I think it may be the same with spiritual things.... growth, vision, attitude, ministry, passion, direction, gifting, calling, joy, peace...on and on. At different times in our lives as we walk with the Lord, He graciously brings us into newness in all kinds of areas....but preliminary work must be done before any "new" thing is birthed in us or through us. Thankfully He never ceases to pursue us and work in us and on our behalf.

He is singing over me a new song in this season....I don't know exactly what that means yet but these verses are being impressed into my spirit...

 Zeph. 3:14-17
Sing, O daughter of Zion; shout, O Israel; be glad and rejoice with all the heart, O daughter of Jerusalem.

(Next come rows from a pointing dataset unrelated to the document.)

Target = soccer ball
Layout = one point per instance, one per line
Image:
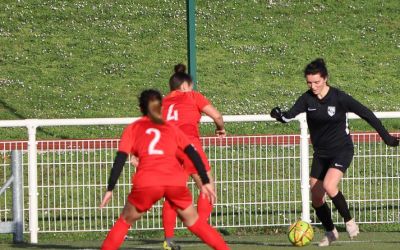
(300, 233)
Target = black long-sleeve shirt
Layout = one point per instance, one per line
(327, 119)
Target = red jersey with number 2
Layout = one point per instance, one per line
(184, 110)
(155, 145)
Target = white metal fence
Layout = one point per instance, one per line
(261, 180)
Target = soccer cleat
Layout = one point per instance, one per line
(329, 237)
(352, 229)
(171, 246)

The LORD hath taken away thy judgments, he hath cast out thine enemy: the king of Israel, even the LORD, is in the midst of thee: thou shalt not see evil any more.
In that day it shall be said to Jerusalem, Fear thou not: and to Zion, Let not thine hands be slack.
The LORD thy God in the midst of thee is mighty; he will save, he will rejoice over thee with joy; he will rest in his love, he will joy over thee with singing.





So excited to see what He has in store for me this year...it feels joyful!